On the Benefits of Instance Decomposition in Video Prediction Models
Eliyas Suleyman, Paul Henderson, Nicolas Pugeault
TL;DR
This work tackles the challenge of predicting future video frames by explicitly decomposing a dynamic scene into object-centric latent slots within a latent-transformer framework. It introduces an object-aware autoencoder (OAAE) with class-specific encoders and codebooks and couples it to a multi-object transformer that uses instance-level self- and cross-attention to model both individual dynamics and inter-object interactions. Controlled experiments across synthetic and real datasets show that object decomposition, coupled with cross-attention, yields higher-quality predictions at equal capacity, especially in scenes with strong interactions. The approach demonstrates the practical benefits of object-centric modeling for scalable video prediction and provides design guidance for future latent-transformer architectures.
Abstract
Video prediction is a crucial task for intelligent agents such as robots and autonomous vehicles, since it enables them to anticipate and act early on time-critical incidents.

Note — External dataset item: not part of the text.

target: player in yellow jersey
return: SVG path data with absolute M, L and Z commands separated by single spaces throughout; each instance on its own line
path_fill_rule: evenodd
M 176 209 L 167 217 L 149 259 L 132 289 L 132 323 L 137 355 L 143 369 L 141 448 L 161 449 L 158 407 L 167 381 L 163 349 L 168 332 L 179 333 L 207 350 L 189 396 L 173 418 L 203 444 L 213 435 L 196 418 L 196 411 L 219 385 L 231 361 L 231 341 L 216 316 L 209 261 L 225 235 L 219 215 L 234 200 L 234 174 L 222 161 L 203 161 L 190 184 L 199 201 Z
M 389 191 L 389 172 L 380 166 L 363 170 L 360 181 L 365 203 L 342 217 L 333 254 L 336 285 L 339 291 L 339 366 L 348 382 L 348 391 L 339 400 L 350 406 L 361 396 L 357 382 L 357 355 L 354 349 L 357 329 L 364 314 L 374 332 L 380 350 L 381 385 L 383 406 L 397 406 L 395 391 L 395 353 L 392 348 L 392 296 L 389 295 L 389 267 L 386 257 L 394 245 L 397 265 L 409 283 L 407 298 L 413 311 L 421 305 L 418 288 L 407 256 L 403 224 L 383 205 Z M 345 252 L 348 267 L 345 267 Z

State-of-the-art video prediction methods typically model the dynamics of a scene jointly and implicitly, without any explicit decomposition into separate objects. This is challenging and potentially sub-optimal, as every object in a dynamic scene has their own pattern of movement, typically somewhat independent of others. In this paper, we investigate the benefit of explicitly modeling the objects in a dynamic scene separately within the context of latent-transformer video prediction models. We conduct detailed and carefully-controlled experiments on both synthetic and real-world datasets; our results show that decomposing a dynamic scene leads to higher quality predictions compared with models of a similar capacity that lack such decomposition.